A apenas três meses do final de 2021, Limeira deve fechar o ano com uma redução nos casos de dengue da ordem de 77,5% em relação ao ano passado. Até o momento, o município registrou, de acordo com a Vigilância Epidemiológica, 370 casos da doença (344 casos confirmados e 26 por critérios clínicos). No ano passado, entre janeiro e dezembro, foram 1.645 ao todo de dengue, 1.436 confirmados e 209 por critérios clínicos. Os números foram revelados à Tribuna de Limeira pela coordenadora de Vigilância Epidemiológica, Amélia Maria Pereira da Silva. Como os números do ano ainda não foram fechados, essa é uma projeção com base nos dados existentes.
Segundo Amélia, em 2019 foram 1.010 casos de dengue no acumulado de janeiro dezembro. Já em relação a chikungunya, entre janeiro e setembro foram 10 casos confirmados, porém sem ocorrências no ano passado e apenas cinco casos nos 12 meses de 2019. E no que diz respeito ao zika vírus, até o momento não há registros de ocorrências neste ano, assim como em 2020 e 2019, também sem qualquer registro. A Tribuna fez matéria sobre o 1º trimestre deste ano, que já apontava uma queda de 92,8% nos casos na relação 2021 e 2020. No primeiro trimestre do ano passado, conforme a Divisão de Controle de Zoonoses informou à Tribuna, foram 928 casos de dengue confirmados, no mesmo período de 2021, apenas 68 confirmações. Apesar da preocupação com a pandemia do coronavírus, a dengue também está na mira das autoridades sanitárias do município.

OS ÍNDICES
Já a gerente da Divisão de Controle de Zoonoses, Pedrina Aparecida Rodrigues Costa, a última avaliação de densidade larvária de 2021 ocorreu em julho, registrando o índice larvário de 0,2 e o predial, também 0,2. Já no ano passado, o larvário ficou em 0,5 e o predial em 0,3. “Em ambas as avaliações o município foi classificado com Satisfatório, segundo o Programa Nacional de Controle da Dengue”, afirmou Pedrina. Já a definição dos índices, de acordo com ela, é composto pelo Índice de Breteau, que é o larvário, que multiplica o número de recipientes positivos para o Aedes aegypti por 100 nos imóveis pesquisados e, o predial, é composto pelos imóveis positivos multiplicado por 100 dos imóveis pesquisados.

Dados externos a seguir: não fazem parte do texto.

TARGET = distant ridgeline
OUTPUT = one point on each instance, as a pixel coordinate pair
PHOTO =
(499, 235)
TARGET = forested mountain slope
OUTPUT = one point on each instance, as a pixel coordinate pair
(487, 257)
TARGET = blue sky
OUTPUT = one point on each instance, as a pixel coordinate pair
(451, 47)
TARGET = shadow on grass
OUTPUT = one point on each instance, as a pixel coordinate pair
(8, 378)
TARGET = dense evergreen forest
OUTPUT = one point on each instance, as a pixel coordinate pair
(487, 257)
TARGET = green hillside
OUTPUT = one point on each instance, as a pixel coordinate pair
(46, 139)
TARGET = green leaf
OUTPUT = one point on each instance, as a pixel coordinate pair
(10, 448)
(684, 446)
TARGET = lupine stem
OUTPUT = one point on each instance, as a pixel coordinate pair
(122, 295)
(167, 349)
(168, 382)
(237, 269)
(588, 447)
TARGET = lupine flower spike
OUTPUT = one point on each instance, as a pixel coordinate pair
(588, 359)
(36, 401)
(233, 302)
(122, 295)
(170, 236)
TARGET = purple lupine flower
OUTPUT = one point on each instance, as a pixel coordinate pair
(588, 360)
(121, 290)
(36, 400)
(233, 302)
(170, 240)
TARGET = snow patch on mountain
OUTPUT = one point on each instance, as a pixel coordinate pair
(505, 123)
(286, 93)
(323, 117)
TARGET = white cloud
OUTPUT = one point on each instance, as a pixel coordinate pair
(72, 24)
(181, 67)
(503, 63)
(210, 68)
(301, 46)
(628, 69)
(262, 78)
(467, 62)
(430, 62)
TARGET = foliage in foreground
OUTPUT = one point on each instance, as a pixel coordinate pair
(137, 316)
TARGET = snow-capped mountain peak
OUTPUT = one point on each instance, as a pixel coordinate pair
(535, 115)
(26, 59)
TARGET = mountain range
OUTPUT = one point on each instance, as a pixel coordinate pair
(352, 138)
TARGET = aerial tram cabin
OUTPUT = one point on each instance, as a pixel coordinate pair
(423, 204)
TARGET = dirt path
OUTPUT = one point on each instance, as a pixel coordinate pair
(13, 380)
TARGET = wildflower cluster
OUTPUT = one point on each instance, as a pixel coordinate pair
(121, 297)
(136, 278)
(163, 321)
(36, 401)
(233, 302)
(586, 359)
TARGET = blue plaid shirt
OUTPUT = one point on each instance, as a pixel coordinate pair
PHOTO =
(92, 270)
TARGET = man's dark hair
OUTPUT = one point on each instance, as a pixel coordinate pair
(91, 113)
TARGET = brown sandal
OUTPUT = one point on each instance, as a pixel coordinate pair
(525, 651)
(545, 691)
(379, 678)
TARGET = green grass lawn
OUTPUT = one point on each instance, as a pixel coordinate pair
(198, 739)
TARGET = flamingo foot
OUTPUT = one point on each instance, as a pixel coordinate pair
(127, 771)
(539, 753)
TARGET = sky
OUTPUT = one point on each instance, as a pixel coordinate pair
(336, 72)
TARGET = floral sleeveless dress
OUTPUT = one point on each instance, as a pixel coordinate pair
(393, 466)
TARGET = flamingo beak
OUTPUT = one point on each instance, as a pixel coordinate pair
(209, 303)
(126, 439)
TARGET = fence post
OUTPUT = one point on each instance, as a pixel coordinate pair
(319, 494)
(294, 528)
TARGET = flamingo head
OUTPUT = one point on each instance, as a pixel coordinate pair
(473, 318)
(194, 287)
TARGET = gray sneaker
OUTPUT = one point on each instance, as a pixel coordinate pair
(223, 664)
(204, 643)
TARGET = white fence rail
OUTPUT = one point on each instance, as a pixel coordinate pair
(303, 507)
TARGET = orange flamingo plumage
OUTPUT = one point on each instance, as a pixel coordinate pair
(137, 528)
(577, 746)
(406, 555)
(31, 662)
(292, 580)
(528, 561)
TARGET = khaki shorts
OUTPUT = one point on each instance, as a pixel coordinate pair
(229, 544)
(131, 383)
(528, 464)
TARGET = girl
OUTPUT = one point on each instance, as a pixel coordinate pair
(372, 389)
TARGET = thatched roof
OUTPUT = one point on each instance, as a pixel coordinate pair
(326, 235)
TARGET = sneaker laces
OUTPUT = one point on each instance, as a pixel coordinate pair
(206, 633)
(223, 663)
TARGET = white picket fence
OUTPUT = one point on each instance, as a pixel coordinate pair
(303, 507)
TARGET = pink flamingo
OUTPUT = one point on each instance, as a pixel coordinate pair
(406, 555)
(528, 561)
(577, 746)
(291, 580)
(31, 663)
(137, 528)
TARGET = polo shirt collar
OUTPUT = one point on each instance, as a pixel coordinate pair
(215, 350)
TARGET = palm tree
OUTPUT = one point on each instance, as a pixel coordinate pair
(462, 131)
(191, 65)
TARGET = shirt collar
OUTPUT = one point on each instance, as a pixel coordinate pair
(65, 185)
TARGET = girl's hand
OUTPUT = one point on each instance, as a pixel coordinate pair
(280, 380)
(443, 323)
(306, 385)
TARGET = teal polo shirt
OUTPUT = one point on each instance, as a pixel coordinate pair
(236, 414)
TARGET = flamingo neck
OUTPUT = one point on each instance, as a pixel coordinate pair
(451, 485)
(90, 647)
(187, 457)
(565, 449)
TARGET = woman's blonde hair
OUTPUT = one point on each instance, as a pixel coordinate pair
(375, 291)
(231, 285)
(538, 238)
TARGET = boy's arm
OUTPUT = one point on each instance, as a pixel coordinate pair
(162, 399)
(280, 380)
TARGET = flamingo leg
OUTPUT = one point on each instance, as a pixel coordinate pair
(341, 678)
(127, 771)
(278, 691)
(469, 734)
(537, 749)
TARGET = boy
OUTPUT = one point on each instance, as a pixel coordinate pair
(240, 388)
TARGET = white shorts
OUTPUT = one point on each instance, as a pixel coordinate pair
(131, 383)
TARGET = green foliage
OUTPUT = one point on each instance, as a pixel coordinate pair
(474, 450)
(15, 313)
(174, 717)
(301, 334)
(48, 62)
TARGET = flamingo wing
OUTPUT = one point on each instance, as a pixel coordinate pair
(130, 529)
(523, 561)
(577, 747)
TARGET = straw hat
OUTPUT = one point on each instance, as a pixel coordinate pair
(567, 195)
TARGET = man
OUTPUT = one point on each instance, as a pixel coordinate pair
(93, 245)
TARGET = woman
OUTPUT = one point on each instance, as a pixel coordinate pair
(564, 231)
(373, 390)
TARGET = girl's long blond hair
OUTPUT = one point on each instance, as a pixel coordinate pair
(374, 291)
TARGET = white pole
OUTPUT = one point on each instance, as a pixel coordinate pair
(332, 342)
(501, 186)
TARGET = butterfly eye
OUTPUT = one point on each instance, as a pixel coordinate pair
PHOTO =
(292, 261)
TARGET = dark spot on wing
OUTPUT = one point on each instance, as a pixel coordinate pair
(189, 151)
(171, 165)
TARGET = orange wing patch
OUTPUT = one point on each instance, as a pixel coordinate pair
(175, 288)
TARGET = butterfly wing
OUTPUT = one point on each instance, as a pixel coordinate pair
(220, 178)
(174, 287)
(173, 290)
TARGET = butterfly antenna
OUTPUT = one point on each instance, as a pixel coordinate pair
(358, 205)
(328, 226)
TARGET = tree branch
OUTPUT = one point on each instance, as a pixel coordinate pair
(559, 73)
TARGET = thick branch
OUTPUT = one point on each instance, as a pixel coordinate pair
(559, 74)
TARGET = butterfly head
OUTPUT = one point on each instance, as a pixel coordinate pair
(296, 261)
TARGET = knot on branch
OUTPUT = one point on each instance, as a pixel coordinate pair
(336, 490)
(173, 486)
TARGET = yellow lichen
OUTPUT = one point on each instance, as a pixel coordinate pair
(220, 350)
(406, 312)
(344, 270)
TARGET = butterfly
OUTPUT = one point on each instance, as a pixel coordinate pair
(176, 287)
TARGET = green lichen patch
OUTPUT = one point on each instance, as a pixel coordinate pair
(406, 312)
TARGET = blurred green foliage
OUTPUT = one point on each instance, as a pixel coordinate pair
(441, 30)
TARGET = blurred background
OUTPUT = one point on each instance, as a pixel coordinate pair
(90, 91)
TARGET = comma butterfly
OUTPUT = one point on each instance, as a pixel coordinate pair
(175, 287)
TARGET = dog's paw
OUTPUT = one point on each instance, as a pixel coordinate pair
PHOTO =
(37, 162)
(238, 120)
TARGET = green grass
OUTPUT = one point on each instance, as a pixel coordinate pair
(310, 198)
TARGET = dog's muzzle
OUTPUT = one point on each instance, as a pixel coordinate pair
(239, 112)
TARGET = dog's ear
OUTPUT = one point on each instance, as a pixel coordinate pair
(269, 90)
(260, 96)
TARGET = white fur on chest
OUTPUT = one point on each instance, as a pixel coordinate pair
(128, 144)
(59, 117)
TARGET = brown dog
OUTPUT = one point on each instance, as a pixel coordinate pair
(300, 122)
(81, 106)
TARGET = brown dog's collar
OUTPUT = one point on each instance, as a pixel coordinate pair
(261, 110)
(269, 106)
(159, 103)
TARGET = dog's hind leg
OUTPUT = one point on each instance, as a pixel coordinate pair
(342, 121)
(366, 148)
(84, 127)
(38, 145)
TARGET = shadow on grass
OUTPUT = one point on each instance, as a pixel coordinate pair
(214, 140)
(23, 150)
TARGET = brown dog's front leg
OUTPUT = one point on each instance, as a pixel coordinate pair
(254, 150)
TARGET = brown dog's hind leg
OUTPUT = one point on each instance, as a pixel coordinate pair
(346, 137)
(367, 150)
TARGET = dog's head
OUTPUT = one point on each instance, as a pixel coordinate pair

Até o último dia 25, foram 23 mutirões contra a dengue contabilizados pela Divisão, de acordo com Pedrina, cujo objetivo é o de prevenção, quando aos sábados os agentes visitam os imóveis junto com o morador e orientam sobre a eliminação e como evitar os criadouros do mosquito Aedes aegypti. “Entre janeiro e setembro deste ano foram nove limpezas compulsórias, que é o último recurso utilizado quando há risco para a Saúde Pública de um determinado local ou área”, comentou. Já os criadouros mais frequentes são inservíveis, plásticos, acúmulo de lixo, mas quantidade varia de imóvel para imóvel. Os últimos dois mutirões do mês de setembro, mostraram mais de 314 criadouros ativos encontrados. Foram 188, no mutirão que visitou 3.489 imóveis no último dia 18, nos bairros Ernesto Kühl, Jardim Luiz Regitano, Lagoa Nova, São Lourenço, Vila Labak e São Simão. E outros 126 criadouros, na visita a outros 2.896 imóveis, nos bairros Residencial Canaã, Jardim Porto Real II e IV, Vila Nova, Jardim Boa Vista, Granja Machado, Anavec e Jardim Planalto.